Beneath the gallery is a polychromatic marble font, brought from the Oxford Street church and inscribed in memory of Henry George Ginner Ayshford (died 1893), secretary of the National Deaf and Dumb Teetotal Society.
A double archway to the right of the chancel steps opens into the Lady chapel, which has a low rib-vaulted ceiling and small mullioned windows containing Flemish-style glass by Martin Travers depicting the Annunciation, Nativity and Pietà, the latter paired with the arms of Henry de Pereira, Bishop of Croydon and one-time chairman of the RADD. The altar is set in a shallow pointed recess containing a Della Robbia-style roundel of the Virgin and Child. A corresponding doorway to the left leads to the vestry, which retains its oak cupboards and doors and a trefoil-shaped stone sink.
The transition from broad nave to narrower chancel is formed by canted sections of wall and is marked at ground level by a flight of four steps rising between twin polygonal ambones (pulpits) with oak balustrades—one for the preacher and one for use where necessary by a sign-language interpreter. These can be illuminated by spot-lights concealed in the walls. In front are the blue-and-gold communion rails, originally in the sanctuary, and on either side are oak clergy stalls, moveable but clearly made for the church, including two double seats with high shaped backs that match the form of the reredos. The ceiling over the short sanctuary is painted with golden stars; behind, in place of a window, is a shallow arched recess containing a very tall reredos in blue and gold, bearing a large crucifix against a drapery background and crowned with three stars and a shaped gable containing a sunburst.
The institute hall occupies the space immediately beneath the church. It has a sloping ceiling corresponding to the church's raked floor. At the far end is a raised proscenium-arch stage with a dressing room to the left; in the corridor wall here are two stone heads from the Oxford Street church. Other spaces include a kitchen communicating with the hall via a serving hatch, an office and a top-lit billiard room. The interiors were altered in the 1980s and 1990s with the addition of wood-veneer panelling, a bar enclosure and various other modern fittings.

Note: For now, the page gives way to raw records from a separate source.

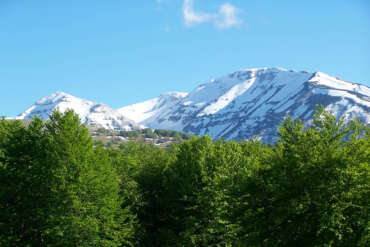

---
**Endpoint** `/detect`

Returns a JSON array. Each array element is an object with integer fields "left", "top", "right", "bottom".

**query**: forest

[{"left": 0, "top": 107, "right": 370, "bottom": 247}]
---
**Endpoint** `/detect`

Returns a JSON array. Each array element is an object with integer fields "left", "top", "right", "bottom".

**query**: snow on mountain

[
  {"left": 118, "top": 92, "right": 187, "bottom": 124},
  {"left": 16, "top": 92, "right": 139, "bottom": 130},
  {"left": 119, "top": 68, "right": 370, "bottom": 142}
]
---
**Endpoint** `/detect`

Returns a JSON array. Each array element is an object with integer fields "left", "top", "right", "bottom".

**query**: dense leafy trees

[
  {"left": 0, "top": 112, "right": 133, "bottom": 246},
  {"left": 0, "top": 108, "right": 370, "bottom": 247}
]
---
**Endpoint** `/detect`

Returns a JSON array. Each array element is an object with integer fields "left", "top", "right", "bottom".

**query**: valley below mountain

[{"left": 16, "top": 68, "right": 370, "bottom": 142}]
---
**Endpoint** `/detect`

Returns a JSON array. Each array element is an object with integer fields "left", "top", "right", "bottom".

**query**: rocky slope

[
  {"left": 16, "top": 92, "right": 139, "bottom": 130},
  {"left": 119, "top": 68, "right": 370, "bottom": 142},
  {"left": 17, "top": 68, "right": 370, "bottom": 142}
]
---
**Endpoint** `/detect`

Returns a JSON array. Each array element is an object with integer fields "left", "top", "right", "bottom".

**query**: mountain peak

[{"left": 16, "top": 92, "right": 140, "bottom": 130}]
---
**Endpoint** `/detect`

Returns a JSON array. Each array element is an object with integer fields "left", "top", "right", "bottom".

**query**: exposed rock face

[
  {"left": 17, "top": 68, "right": 370, "bottom": 142},
  {"left": 123, "top": 68, "right": 370, "bottom": 142},
  {"left": 16, "top": 92, "right": 139, "bottom": 130}
]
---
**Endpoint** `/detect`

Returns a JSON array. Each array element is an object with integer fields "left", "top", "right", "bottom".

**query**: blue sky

[{"left": 0, "top": 0, "right": 370, "bottom": 116}]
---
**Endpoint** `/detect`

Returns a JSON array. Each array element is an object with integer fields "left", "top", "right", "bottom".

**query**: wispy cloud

[
  {"left": 215, "top": 3, "right": 242, "bottom": 29},
  {"left": 183, "top": 0, "right": 214, "bottom": 27},
  {"left": 183, "top": 0, "right": 243, "bottom": 29}
]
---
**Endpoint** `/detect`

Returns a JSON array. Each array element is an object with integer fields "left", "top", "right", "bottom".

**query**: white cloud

[
  {"left": 182, "top": 0, "right": 242, "bottom": 29},
  {"left": 215, "top": 3, "right": 242, "bottom": 29},
  {"left": 183, "top": 0, "right": 213, "bottom": 27}
]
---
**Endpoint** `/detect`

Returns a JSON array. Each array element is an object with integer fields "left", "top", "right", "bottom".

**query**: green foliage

[
  {"left": 0, "top": 108, "right": 370, "bottom": 247},
  {"left": 0, "top": 111, "right": 133, "bottom": 246}
]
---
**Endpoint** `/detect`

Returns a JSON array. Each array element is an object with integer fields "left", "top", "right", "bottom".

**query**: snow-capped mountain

[
  {"left": 119, "top": 68, "right": 370, "bottom": 142},
  {"left": 17, "top": 68, "right": 370, "bottom": 142},
  {"left": 16, "top": 92, "right": 139, "bottom": 130},
  {"left": 118, "top": 92, "right": 188, "bottom": 125}
]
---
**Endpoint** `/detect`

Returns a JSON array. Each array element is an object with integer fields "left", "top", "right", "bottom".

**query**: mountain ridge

[{"left": 13, "top": 67, "right": 370, "bottom": 142}]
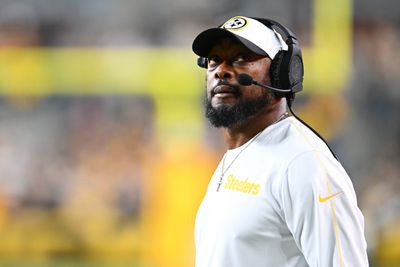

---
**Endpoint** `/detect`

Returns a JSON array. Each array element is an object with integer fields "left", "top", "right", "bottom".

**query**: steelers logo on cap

[{"left": 221, "top": 17, "right": 247, "bottom": 30}]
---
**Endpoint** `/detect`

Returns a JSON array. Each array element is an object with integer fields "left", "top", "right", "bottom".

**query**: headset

[
  {"left": 197, "top": 17, "right": 304, "bottom": 99},
  {"left": 197, "top": 17, "right": 338, "bottom": 160}
]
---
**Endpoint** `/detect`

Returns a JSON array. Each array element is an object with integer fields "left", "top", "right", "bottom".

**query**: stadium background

[{"left": 0, "top": 0, "right": 400, "bottom": 267}]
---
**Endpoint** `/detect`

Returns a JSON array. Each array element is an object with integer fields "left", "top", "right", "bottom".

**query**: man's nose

[{"left": 214, "top": 61, "right": 234, "bottom": 80}]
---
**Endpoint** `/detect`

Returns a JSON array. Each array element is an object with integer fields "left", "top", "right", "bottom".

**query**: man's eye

[
  {"left": 234, "top": 54, "right": 249, "bottom": 62},
  {"left": 208, "top": 56, "right": 221, "bottom": 65}
]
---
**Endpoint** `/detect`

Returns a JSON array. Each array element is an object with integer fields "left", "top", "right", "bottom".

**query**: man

[{"left": 193, "top": 16, "right": 368, "bottom": 267}]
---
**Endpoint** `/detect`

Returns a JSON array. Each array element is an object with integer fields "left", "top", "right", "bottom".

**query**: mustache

[{"left": 211, "top": 80, "right": 242, "bottom": 96}]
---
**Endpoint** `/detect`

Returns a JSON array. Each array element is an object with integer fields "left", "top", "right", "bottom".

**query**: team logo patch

[{"left": 222, "top": 17, "right": 247, "bottom": 30}]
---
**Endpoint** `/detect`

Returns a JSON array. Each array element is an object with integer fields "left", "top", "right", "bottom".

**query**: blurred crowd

[{"left": 0, "top": 0, "right": 400, "bottom": 266}]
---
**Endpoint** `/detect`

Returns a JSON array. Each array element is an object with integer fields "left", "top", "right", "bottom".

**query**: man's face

[{"left": 205, "top": 39, "right": 273, "bottom": 128}]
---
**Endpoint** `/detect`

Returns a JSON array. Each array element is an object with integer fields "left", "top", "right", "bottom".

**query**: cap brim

[{"left": 192, "top": 28, "right": 268, "bottom": 57}]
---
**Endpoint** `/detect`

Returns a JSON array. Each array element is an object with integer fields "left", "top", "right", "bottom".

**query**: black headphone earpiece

[
  {"left": 197, "top": 57, "right": 208, "bottom": 69},
  {"left": 253, "top": 18, "right": 304, "bottom": 94}
]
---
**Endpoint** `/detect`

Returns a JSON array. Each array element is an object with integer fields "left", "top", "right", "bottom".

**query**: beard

[{"left": 204, "top": 89, "right": 273, "bottom": 128}]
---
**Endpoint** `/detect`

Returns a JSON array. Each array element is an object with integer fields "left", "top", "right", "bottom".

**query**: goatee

[{"left": 204, "top": 92, "right": 273, "bottom": 128}]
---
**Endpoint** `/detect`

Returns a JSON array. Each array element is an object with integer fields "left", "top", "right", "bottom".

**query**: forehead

[{"left": 209, "top": 38, "right": 257, "bottom": 55}]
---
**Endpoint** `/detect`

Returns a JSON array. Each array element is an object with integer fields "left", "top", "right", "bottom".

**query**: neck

[{"left": 224, "top": 98, "right": 286, "bottom": 149}]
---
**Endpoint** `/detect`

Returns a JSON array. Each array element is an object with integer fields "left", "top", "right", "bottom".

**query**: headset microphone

[{"left": 236, "top": 73, "right": 292, "bottom": 93}]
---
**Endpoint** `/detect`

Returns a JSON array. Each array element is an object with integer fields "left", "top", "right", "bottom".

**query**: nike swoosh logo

[{"left": 318, "top": 192, "right": 342, "bottom": 203}]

The plan comprises a broad aisleless nave with a narrower raised chancel and short sanctuary. To the north is the Lady chapel, and to the south the vestry. The main entrance from Old Oak Road opens into a small entrance hall, from which twin stairs with WCs beneath lead up to the church. The space beneath the nave forms the institute's main hall, which has a raised stage with dressing rooms and offices to the west, a kitchen and a side entrance lobby to the north and a billiard room to the south.
Immediately to the south is the former chaplain's house, a two-storey building with a central arched doorway and heavily remodelled fenestration. This building, though part of the original construction, is too altered to be of special interest and is excluded from the listing. Likewise excluded is the modern yellow-brick Syrian Orthodox church on Armstrong Road, built on part of the rear yard to St Saviour's.